Lola climbed into her lap. “Grandma, you scared us.”
Grandma chuckled. “Well, that makes two of us, honey. But I reckon the good Lord wasn’t done with me yet.”
Mack came in from the porch, brushing dust from his jeans. “We got your tomatoes staked, Mama. And Penny’s been checking your cucumbers.”
Grandma nodded approvingly. “Good. They’ll be ready by Sunday dinner.”
Stronger Than Ever
That Sunday, the Sutherlands gathered like always, but with an extra sense of gratitude. The table groaned with fried chicken, cornbread, and beans from the garden.
As they passed plates, Ada looked around. “See, this is what grandma meant. No matter what happens, we take care of each other.”
Walter, 50, Ada’s husband and a Navy veteran, raised his sweet tea glass. “FOE,” he said. The whole table echoed it back—Family Over Everything.

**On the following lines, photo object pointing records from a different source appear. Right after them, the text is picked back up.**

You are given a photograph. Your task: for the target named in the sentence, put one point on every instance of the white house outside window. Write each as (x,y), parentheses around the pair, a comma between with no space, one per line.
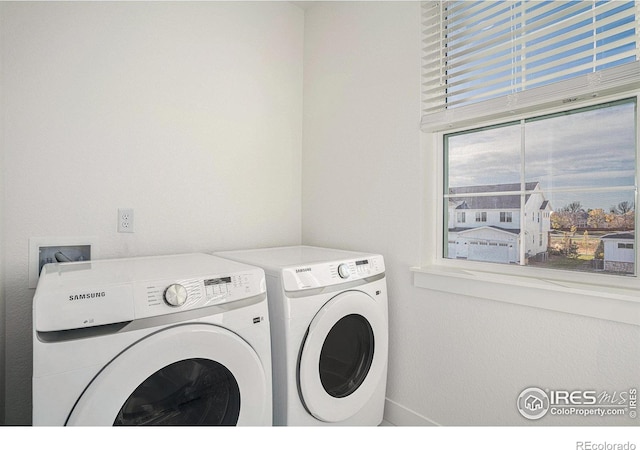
(535,104)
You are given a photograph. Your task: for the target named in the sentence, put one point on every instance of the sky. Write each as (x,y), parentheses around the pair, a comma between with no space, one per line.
(591,149)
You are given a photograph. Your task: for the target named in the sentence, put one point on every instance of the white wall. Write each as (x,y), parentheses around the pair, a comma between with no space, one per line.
(189,113)
(2,218)
(454,360)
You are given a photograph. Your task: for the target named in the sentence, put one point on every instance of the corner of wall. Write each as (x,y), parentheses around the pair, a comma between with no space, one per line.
(2,246)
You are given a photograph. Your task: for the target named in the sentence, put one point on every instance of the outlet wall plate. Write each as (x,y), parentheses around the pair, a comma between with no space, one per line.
(125,220)
(43,250)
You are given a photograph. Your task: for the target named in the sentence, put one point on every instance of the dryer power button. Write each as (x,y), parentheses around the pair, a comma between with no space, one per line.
(175,295)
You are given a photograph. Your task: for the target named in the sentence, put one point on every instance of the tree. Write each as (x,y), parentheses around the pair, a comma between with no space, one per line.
(597,218)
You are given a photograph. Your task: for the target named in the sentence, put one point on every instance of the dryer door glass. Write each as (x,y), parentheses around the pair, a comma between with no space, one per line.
(346,355)
(189,392)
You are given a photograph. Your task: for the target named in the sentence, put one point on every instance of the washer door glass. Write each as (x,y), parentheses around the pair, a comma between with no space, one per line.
(181,375)
(346,355)
(189,392)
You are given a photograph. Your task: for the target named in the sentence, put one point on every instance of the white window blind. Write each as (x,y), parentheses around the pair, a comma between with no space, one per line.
(485,59)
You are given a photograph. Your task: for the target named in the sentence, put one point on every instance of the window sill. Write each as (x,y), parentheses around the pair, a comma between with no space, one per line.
(602,302)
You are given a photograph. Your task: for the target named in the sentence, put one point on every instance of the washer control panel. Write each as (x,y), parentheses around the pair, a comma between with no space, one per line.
(324,274)
(164,296)
(81,295)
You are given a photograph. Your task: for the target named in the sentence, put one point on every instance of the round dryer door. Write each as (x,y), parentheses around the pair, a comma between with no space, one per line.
(343,356)
(193,374)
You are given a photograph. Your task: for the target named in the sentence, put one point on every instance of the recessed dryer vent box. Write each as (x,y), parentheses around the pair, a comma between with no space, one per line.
(51,250)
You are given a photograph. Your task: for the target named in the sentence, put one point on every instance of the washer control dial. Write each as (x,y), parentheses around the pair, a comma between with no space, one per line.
(175,295)
(343,271)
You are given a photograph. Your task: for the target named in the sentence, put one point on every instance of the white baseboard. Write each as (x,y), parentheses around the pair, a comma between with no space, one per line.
(398,415)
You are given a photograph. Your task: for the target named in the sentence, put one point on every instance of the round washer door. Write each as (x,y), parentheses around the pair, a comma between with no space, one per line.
(194,374)
(343,356)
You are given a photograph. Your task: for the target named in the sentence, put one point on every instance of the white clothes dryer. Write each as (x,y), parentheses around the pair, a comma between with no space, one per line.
(329,333)
(172,340)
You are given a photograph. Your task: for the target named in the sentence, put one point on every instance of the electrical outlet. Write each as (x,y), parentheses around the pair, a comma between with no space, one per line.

Linley caught her grandmother’s eye. “You know, you’re the one who taught us that. Even when you were in the hospital, you told me to tell everyone to stick together.”
Grandma smiled. “And I’ll keep saying it ‘til my last breath. You can lose a crop, you can lose a job—but you don’t let go of each other.”
Walter’s Story
After the plates were cleared, Walter leaned back and told the kids a story they’d heard before but never tired of. When he moved here from up north as a nine-year old boy, his first school in Kentucky had a coal stove in the middle of the room for heat. He thought he’d stepped back in time.
It wasn’t just the stove that was different—it was the people. Back home, folks were polite enough, but here it felt like everyone was kin somehow. “Your mama showed me what family’s supposed to be—loving, accepting, loyal. It’s us against the world,” he told them.
Ada reached for his hand. “And now you’re part of it. FOE forever.”
Walter nodded. “Wouldn’t trade it for anything.”
More Than Just Kin
In eastern Kentucky, family isn’t just blood—it’s the neighbor who shows up with a casserole, the cousin who fixes your fence without asking, the friend who drives your kids to school when your truck’s in the shop.
The Sutherlands live this truth every day. They trade eggs, herbs, and stories. They share burdens and victories. And when crisis hits, they drop everything to circle the wagons.
A hospital trip might have shaken them—but it also reminded them of the roots holding them steady. Caregiving goes all around the family.